Лука Дмитриевич шел с коровника и зачем-то завернул к пустому колхозному амбару, сел на ступеньку под теплым солнцем, шапку снял, покрутил ее в руках и только
Все началось прошлой осенью. Капустин, узнав, что из района уехал агроном Мостовой, взял «за грудки» Лузанова и устроил ему неслыханный разгром. Боясь потерять место, Лука Дмитриевич, обеляя себя, все свалил на Верхорубова: дескать, предрика сам был в колхозе, сам видел запаршивевшие по вине Мостового дядловские поля и сам распорядился убрать Мостового из Дядлова. В крутой оборот попал и Верхорубов, едва не схвативший выговор в учетную карточку. Вот так и оступился Лузанов на обе ноги: и в райкоме не оправдался, и расположение Верхорубова потерял. «Тряхнул нас Капустин, лысая башка, — думал Лузанов. — Тряхнул и правильно сделал: зря мы выжили парня из колхоза. Легче, увереннее работалось с ним.
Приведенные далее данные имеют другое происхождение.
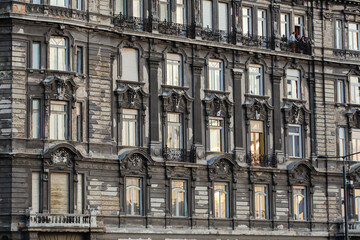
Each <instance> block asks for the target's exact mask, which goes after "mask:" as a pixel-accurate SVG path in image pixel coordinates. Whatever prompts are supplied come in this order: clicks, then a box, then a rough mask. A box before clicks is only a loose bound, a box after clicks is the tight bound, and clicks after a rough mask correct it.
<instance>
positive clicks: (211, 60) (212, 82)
mask: <svg viewBox="0 0 360 240" xmlns="http://www.w3.org/2000/svg"><path fill="white" fill-rule="evenodd" d="M209 89H210V90H215V91H223V90H224V85H223V63H222V61H219V60H214V59H210V61H209Z"/></svg>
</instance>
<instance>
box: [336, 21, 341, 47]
mask: <svg viewBox="0 0 360 240" xmlns="http://www.w3.org/2000/svg"><path fill="white" fill-rule="evenodd" d="M335 48H337V49H342V21H340V20H336V21H335Z"/></svg>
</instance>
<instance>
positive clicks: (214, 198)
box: [214, 182, 229, 218]
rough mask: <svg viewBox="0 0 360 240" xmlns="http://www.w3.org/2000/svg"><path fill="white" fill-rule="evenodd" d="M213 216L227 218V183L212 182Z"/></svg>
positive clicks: (227, 207) (215, 216) (228, 211)
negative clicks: (213, 191) (213, 200)
mask: <svg viewBox="0 0 360 240" xmlns="http://www.w3.org/2000/svg"><path fill="white" fill-rule="evenodd" d="M214 216H215V217H216V218H229V185H228V184H227V183H220V182H217V183H214Z"/></svg>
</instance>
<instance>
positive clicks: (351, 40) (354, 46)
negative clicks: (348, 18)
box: [349, 23, 360, 50]
mask: <svg viewBox="0 0 360 240" xmlns="http://www.w3.org/2000/svg"><path fill="white" fill-rule="evenodd" d="M359 33H360V24H356V23H349V49H350V50H359V49H360V48H359V46H360V44H359V40H360V38H359Z"/></svg>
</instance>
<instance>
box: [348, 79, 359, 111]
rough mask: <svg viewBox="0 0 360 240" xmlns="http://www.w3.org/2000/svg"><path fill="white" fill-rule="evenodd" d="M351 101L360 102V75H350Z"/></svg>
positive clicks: (350, 100) (350, 90)
mask: <svg viewBox="0 0 360 240" xmlns="http://www.w3.org/2000/svg"><path fill="white" fill-rule="evenodd" d="M350 102H351V103H356V104H360V77H357V76H351V77H350Z"/></svg>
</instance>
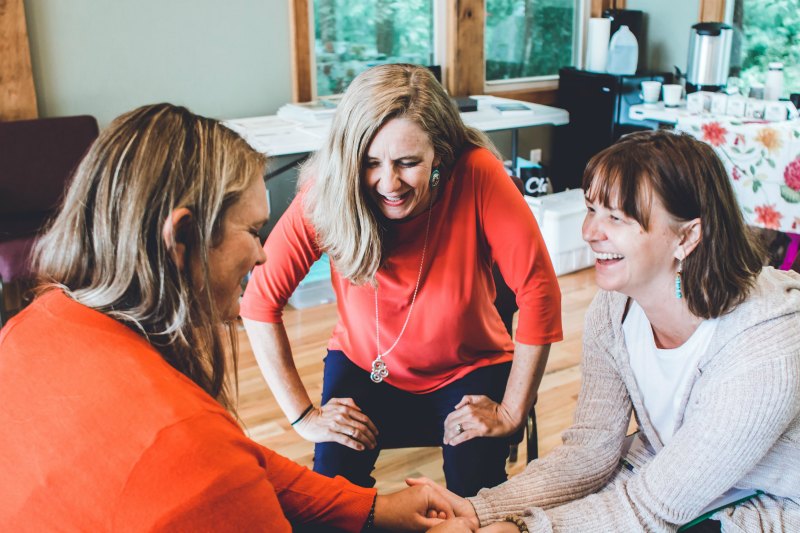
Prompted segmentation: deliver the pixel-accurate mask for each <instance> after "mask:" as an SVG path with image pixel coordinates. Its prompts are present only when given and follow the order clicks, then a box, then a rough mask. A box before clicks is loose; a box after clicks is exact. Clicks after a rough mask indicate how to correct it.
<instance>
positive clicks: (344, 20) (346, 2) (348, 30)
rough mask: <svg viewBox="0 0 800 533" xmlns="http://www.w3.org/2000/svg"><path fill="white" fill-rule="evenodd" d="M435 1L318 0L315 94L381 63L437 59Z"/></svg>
mask: <svg viewBox="0 0 800 533" xmlns="http://www.w3.org/2000/svg"><path fill="white" fill-rule="evenodd" d="M433 1H434V0H314V2H313V10H314V58H315V62H316V69H315V73H316V93H317V96H325V95H331V94H339V93H342V92H344V90H345V89H346V88H347V86H348V85H349V84H350V82H351V81H352V80H353V78H355V77H356V76H357V75H358V74H359V73H361V72H362V71H364V70H366V69H367V68H369V67H371V66H373V65H377V64H380V63H416V64H420V65H431V64H433V61H434V59H433V55H434V54H433V50H434V43H433Z"/></svg>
Ничего его не пугало: вот из таких варнаков герои-то в войну и выходили».
Задним числом Лузанов понимал, что был Мостовой горяч, неопытен, но весь без остатка отдан делам артели. Трудолюбие и бескорыстие агронома, которые удивляли, а порой и настораживали председателя, заражали колхозников верой в общий успех. Не мог, конечно, молодой парень за время своей работы окончательно растормошить людей, но люди тянулись к нему. И вот нет в «Яровом колосе» Мостового, нет живого начала и вся жизнь как-то сразу умолкла, притихла, словно ее подернуло ряской. Все знали, что виновен в этом председатель Лузанов. Сознавал свою вину и сам он и, не умея поднять людей, злился на них, на себя, много ругался, но в любом деле неизменно оказывался один. Его никто не поддерживал, и никто с ним не спорил. Последнее более всего бесило Лузанова.
Лука Дмитриевич по скрипучим, стертым ступенькам поднялся в контору, вошел в свой кабинет и сел к столу, захватив руками голову.
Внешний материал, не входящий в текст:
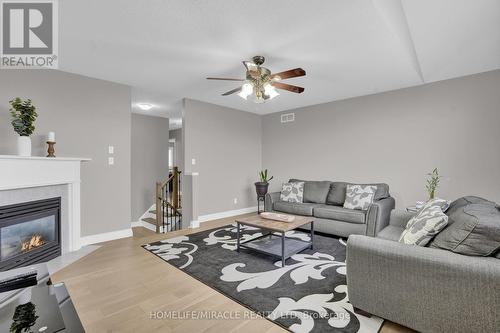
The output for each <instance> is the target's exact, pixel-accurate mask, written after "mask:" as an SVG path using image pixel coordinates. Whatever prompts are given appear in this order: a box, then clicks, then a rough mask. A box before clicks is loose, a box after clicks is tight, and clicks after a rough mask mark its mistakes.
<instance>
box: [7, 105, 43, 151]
mask: <svg viewBox="0 0 500 333" xmlns="http://www.w3.org/2000/svg"><path fill="white" fill-rule="evenodd" d="M9 103H10V105H11V108H10V110H9V111H10V115H11V116H12V122H11V123H12V126H13V127H14V131H15V132H16V133H17V134H19V137H18V138H17V154H18V155H19V156H31V138H30V135H31V134H33V132H34V131H35V126H34V125H33V124H34V122H35V120H36V117H38V114H37V113H36V111H35V110H36V107H35V106H34V105H33V104H32V103H31V99H27V100H24V101H23V100H22V99H20V98H19V97H16V98H15V99H13V100H11V101H9Z"/></svg>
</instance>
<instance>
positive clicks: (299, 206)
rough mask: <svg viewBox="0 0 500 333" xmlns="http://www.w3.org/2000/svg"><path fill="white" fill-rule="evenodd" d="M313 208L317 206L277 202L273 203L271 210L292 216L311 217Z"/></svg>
mask: <svg viewBox="0 0 500 333" xmlns="http://www.w3.org/2000/svg"><path fill="white" fill-rule="evenodd" d="M315 206H317V204H311V203H296V202H286V201H277V202H275V203H274V205H273V209H274V210H275V211H278V212H283V213H288V214H293V215H303V216H312V215H313V208H314V207H315Z"/></svg>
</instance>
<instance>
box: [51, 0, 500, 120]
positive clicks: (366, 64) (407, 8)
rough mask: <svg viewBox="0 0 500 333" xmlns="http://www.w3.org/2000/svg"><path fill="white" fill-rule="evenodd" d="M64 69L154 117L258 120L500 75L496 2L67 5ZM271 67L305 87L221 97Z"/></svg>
mask: <svg viewBox="0 0 500 333" xmlns="http://www.w3.org/2000/svg"><path fill="white" fill-rule="evenodd" d="M59 6H60V9H59V11H60V29H59V30H60V57H59V59H60V61H59V63H60V69H61V70H64V71H68V72H73V73H78V74H83V75H87V76H91V77H96V78H100V79H105V80H110V81H115V82H119V83H124V84H128V85H130V86H132V87H133V101H132V104H133V110H134V112H139V110H138V109H137V108H136V107H135V104H136V103H141V102H145V103H151V104H153V105H155V108H154V109H153V111H150V112H149V113H148V114H155V115H163V116H171V117H174V116H175V117H179V116H180V115H179V110H180V105H181V100H182V98H184V97H188V98H193V99H198V100H201V101H205V102H209V103H214V104H219V105H224V106H228V107H232V108H236V109H240V110H245V111H250V112H255V113H259V114H265V113H271V112H277V111H282V110H287V109H292V108H297V107H301V106H307V105H312V104H318V103H323V102H328V101H333V100H338V99H344V98H348V97H354V96H361V95H367V94H373V93H377V92H381V91H388V90H394V89H399V88H403V87H409V86H415V85H420V84H423V83H427V82H433V81H439V80H444V79H448V78H453V77H459V76H464V75H468V74H473V73H479V72H484V71H489V70H494V69H498V68H500V1H498V0H418V1H417V0H402V1H401V0H308V1H304V0H301V1H298V0H273V1H269V0H267V1H266V0H253V1H236V0H210V1H208V0H205V1H202V0H175V1H165V0H148V1H139V0H135V1H133V0H113V1H111V0H107V1H102V0H64V1H59ZM257 54H258V55H263V56H265V57H266V59H267V60H266V63H265V66H266V67H268V68H269V69H271V71H273V72H279V71H282V70H287V69H291V68H295V67H302V68H304V69H305V70H306V71H307V76H306V77H303V78H295V79H291V80H287V81H286V82H287V83H291V84H296V85H300V86H303V87H305V92H304V93H302V94H300V95H299V94H293V93H289V92H282V93H281V95H280V96H278V97H277V98H275V99H273V100H272V101H268V102H266V103H264V104H254V103H252V102H250V101H248V102H246V101H244V100H243V99H241V98H240V97H238V96H237V95H231V96H228V97H223V96H221V93H223V92H226V91H228V90H231V89H233V88H235V87H237V85H238V84H237V82H236V83H235V82H226V81H207V80H205V77H207V76H222V77H236V78H243V77H244V67H243V65H242V64H241V61H242V60H248V59H250V58H251V57H252V56H253V55H257Z"/></svg>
На коровнике не сегодня-завтра начнется падеж. Что делать? Выход один — продать лес.
Дня через два колхозный объездчик Максим Сергеевич Трошин, черный от негодования, с ощетинившимися усами, ходил по обваловскому лесу и пятнал зарубками сосны, ели и березы, попавшие на грань будущей лесосеки. Днями лесное богатство ляжет под топором. И осиротеют дядловские окрестности. Ветры станут выдувать поля. Влага уйдет в землю. Безымянные лесные ручейки иссякнут. Обмелеет Кулим. Улетят птицы…
«Да что же это такое делается? — едва не стонал Трошин от горя. — Ограбили ведь мы сами себя. Будто после нас здесь никто и жить не будет. И я участвую в этом диком грабеже. Вот так жизнь — хоть в могилу ложись».
Сознание того, что он участник чего-то страшного и непоправимого, не давало ему покоя. Не закончив нарезку делянок, он вдруг сел на лошаденку и уехал из лесу. А вечером пришел к Лузанову домой.
— Это ничего, что я к тебе ровно гость?
— Ничего, ничего. Не ссорились будто. Проходи. Пойдем в горницу.